É uma questão que levantou muitas hipóteses. Alguns tentaram harmonizar as duas linhas cronológicas em base a calendários diferentes, um usado no Templo e o outro em Qumrãn, fazendo com que as duas versões dos evangelhos coincidissem: Jesus teria feito a ceia da páscoa conforme o calendário essênio, baseado na lua, enquanto no Templo, os sacerdotes seguiam um calendário baseado no sol. Mas essa proposta provoca outros problemas, sendo o principal que, conforme o calendário essênio (Qumrãn), a ceia não teria sido na quinta, mas na terça-feira.
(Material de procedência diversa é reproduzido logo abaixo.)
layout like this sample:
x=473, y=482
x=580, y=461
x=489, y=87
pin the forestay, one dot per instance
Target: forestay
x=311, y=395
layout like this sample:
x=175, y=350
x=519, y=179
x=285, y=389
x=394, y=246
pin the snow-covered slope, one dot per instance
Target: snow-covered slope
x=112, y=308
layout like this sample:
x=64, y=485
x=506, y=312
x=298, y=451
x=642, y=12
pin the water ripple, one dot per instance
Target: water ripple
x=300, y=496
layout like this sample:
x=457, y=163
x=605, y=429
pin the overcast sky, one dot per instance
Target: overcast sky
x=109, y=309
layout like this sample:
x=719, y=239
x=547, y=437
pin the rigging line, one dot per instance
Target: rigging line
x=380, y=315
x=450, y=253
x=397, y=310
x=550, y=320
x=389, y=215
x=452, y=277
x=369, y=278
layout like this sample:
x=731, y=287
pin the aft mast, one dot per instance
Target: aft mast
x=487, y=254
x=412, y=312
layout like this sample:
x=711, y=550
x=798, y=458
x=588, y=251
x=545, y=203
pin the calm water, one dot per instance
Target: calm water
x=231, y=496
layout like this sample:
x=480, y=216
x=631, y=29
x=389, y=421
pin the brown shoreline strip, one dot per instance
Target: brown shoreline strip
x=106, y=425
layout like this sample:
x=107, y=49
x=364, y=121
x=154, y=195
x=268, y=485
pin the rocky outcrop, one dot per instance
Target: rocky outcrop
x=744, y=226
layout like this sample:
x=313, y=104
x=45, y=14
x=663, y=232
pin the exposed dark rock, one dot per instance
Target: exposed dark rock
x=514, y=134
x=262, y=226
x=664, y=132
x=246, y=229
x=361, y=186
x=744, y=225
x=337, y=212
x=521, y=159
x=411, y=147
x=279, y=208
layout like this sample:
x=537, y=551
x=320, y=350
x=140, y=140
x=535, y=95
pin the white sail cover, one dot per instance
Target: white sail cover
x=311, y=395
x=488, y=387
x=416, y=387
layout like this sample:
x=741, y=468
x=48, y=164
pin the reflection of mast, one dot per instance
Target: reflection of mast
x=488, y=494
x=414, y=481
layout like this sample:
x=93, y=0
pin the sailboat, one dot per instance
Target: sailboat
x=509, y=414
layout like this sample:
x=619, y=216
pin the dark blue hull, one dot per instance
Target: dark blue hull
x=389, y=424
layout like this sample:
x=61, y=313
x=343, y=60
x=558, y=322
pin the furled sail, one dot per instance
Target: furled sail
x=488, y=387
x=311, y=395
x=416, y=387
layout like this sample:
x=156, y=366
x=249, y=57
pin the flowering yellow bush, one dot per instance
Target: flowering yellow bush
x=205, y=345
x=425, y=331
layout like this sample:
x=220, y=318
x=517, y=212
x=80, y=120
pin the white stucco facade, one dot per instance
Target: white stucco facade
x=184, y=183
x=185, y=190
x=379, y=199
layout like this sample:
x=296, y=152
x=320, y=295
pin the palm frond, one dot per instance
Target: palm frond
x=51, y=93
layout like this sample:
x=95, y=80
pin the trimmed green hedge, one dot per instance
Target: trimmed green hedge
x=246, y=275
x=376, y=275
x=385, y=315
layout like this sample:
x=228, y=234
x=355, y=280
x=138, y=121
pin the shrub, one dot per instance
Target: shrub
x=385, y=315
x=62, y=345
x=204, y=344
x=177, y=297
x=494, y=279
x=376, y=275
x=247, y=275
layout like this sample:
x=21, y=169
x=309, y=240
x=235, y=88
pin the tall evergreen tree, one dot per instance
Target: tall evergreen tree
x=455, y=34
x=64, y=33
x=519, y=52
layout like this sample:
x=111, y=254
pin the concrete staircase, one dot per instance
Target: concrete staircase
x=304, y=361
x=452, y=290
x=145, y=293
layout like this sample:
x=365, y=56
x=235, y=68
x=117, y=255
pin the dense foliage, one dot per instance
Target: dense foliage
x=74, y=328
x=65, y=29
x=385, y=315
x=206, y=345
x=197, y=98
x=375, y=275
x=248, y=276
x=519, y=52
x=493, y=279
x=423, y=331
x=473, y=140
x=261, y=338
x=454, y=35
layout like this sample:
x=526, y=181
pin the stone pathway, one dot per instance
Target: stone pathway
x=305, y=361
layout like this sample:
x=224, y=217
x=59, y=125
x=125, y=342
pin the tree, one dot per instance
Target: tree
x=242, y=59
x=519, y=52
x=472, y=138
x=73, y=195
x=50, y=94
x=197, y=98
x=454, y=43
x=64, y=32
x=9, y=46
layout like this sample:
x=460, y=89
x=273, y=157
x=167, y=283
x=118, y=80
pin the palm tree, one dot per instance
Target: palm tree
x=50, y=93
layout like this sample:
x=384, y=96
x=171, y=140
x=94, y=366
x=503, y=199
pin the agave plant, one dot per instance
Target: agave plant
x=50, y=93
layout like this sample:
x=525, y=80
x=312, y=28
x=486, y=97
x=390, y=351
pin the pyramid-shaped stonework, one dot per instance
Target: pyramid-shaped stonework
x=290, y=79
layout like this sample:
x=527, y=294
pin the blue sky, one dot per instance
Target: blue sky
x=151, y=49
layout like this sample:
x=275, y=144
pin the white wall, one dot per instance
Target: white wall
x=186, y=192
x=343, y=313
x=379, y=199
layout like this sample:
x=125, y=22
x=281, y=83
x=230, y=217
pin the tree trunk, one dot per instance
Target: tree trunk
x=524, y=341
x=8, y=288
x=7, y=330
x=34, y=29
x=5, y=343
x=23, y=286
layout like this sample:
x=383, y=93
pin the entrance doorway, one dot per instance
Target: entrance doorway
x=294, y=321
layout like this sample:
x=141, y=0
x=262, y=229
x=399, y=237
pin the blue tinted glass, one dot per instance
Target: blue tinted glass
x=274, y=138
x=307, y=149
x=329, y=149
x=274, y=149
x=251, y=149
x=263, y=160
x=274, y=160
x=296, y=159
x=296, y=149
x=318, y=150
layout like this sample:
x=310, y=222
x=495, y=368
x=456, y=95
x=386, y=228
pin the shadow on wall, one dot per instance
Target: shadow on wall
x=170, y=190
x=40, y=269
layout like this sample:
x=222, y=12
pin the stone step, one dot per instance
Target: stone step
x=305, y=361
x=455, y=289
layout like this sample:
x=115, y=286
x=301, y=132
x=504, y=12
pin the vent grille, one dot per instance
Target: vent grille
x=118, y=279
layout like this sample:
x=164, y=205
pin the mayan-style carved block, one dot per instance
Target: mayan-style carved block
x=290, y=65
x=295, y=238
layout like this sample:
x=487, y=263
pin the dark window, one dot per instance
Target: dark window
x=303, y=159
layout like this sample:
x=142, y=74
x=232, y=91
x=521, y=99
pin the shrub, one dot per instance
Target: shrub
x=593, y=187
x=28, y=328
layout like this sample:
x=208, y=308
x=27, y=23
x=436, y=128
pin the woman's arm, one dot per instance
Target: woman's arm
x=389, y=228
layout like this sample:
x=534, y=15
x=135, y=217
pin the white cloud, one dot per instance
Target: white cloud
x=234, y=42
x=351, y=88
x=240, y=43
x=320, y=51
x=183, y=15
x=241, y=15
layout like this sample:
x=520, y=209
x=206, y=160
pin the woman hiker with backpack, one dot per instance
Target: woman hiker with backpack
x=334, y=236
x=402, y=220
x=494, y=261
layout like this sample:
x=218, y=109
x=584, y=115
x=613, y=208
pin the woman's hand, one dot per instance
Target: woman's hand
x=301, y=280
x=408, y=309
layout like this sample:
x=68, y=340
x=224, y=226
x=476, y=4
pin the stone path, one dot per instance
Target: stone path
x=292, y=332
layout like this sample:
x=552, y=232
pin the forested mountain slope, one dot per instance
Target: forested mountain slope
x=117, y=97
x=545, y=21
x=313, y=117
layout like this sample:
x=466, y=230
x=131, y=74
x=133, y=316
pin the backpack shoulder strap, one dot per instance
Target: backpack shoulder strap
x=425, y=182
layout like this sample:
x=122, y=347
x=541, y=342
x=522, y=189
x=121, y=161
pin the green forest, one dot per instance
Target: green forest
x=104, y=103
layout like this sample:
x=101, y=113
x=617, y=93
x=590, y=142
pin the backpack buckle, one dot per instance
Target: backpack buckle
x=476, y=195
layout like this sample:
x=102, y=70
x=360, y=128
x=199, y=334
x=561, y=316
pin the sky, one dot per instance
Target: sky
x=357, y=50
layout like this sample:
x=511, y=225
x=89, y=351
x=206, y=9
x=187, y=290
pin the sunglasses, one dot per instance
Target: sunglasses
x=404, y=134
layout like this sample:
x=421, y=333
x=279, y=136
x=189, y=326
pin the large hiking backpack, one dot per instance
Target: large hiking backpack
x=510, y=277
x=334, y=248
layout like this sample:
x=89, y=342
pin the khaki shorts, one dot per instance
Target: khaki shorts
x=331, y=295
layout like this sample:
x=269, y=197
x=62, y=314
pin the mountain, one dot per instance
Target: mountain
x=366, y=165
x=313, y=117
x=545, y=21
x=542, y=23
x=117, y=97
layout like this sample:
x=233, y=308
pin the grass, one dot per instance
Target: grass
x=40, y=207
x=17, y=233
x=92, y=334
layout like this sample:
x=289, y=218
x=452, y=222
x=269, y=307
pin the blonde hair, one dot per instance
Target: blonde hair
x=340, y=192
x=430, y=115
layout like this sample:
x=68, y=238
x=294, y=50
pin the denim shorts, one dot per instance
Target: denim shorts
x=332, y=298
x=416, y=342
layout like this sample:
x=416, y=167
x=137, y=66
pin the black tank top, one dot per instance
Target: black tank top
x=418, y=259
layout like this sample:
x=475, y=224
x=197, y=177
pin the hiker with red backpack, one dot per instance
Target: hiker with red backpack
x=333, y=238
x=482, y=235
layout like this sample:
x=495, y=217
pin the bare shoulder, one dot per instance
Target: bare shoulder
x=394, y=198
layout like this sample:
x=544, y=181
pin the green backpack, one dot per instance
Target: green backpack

Se não é possível encontrar uma solução como aquela proposta acima, significa concordar com o fato que uma das duas tradições não é correta, tendo sido alterada pelos evangelistas.

Sublinhando alguns elementos presentes nas duas tradições, parece que a versão de João seja a mais coerente. É provável que a ceia do Senhor não tenha sido uma verdadeira ceia pascal, mas que ele tenha inaugurado uma “nova” Páscoa, a sua. Essa hipótese se confirma também pelo fato que também os sinóticos, mesmo sublinhando o caráter pascal tradicional judaico da ceia, apresentam um elemento novo: a instituição da eucaristia.

Na verdade, também nos sinóticos faltam elementos tradicionais da ceia pascal que celebra a libertação do povo da escravidão no Egito, pois o pão e o vinho, como elementos da “última ceia”, não são os únicos da tradição judaica; falta uma menção ao cordeiro, que era o elemento central da ceia pascal judaica.

É provável que os sinóticos fizeram artificialmente a ligação entre a última ceia com a Páscoa Judaica, mas que originalmente a “última ceia” de Jesus não foi uma celebração da Páscoa conforme a tradição judaica.